Real Time Object Detection Using Deep Learning

Authors: Adwitiya Padigel, Tushar Chintanwar, Shruti Landge, Pooja Khobragade, Tanu Awachat , Prof. Manoj Lade

DOI Link: https://doi.org/10.22214/ijraset.2022.45355

Abstract

Visually impaired people have difficulty moving safely and independently, which interferes with normal indoor and outdoor work and social activities. Similarly, they have a hard time identifying the basics of the environment. This paper presents a model for detecting the brightness and key colors of real-time images using the RGB method with an external camera and identifying basic objects and face recognition from human datasets.[2]. Object detection is a department of pc imaginative and prescient that appears for times of lexical entities in photographs and videos. The gadget makes use of the ESP-32 Cam\'s digital digicam to continuously seize severa frames, which can be sooner or later converted to audio segments.

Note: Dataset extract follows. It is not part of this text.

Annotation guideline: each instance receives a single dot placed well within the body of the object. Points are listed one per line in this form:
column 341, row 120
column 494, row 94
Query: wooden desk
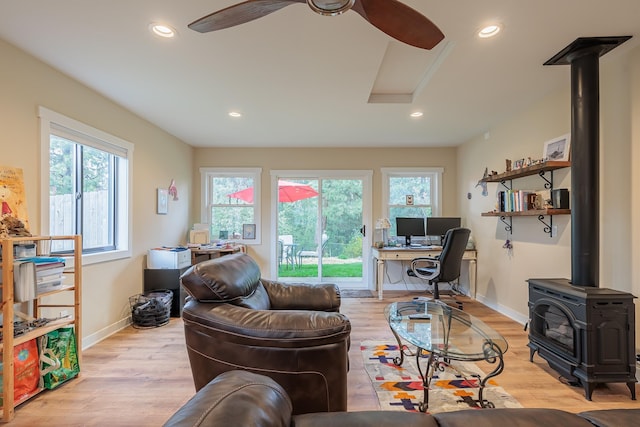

In this project, we use the You Only Look Once V3 (YOLO v3)algorithm, which runs thru a version of a really complex Convolutional Neural Network structure with OpenCV. Then with the aid of using the usage of Google Text to Speech, we convert the photo to textual content and afterwards textual content - to - speech for the visually impaired individual. Thus, the Visually Impaired individual receives the place of the gadgets withinside the digital digicam\'s view through audio. Distance calculation is aided with the aid of using an ultrasonic sensor. By the usage of The amassed consequences show that the proposed prototype is a hit in presenting visually impaired customers with the cappotential to realise surprising settings the usage of a user-pleasant machine that integrates this unique item detection Model.[1]

Introduction

I. INTRODUCTION

A big variety of people stay on this global with the inadequacies of know-how nature due to visible weakness. In spite of the reality that they could create optional approaches to deal and manipulate every day schedules, they revel in positive course problems in addition to social clumsiness. For example, it's far tough for them to find a particular room in a brand new situation. Furthermore, dazzle and outwardly debilitated people assume that it is tough to inform whether or not an person is conversing with them or another.

Object recognition was noteworthy Direction and focus of computer research Vision applicable to automatic vehicles, Robotics, video surveillance and pedestrians recognition. Disclosure of deep learning
Technology has changed the traditional way Object identification and object recognition. Depth Neural networks have powerful feature representations Image processing capacity, usually used as follows: Object recognition feature extraction module. No special model is required for deep learning models Handmade features and can be designed that way Classifier and regression device. therefore, Deep learning technology is very important With object recognition. Problem of Object detection is designed to determine where an object is It's actually in a specific frame (object) Localization) and detect. So pipeline Mainly shared traditional object recognition model In three stages: Beneficial area selection, Feature extraction and recognition.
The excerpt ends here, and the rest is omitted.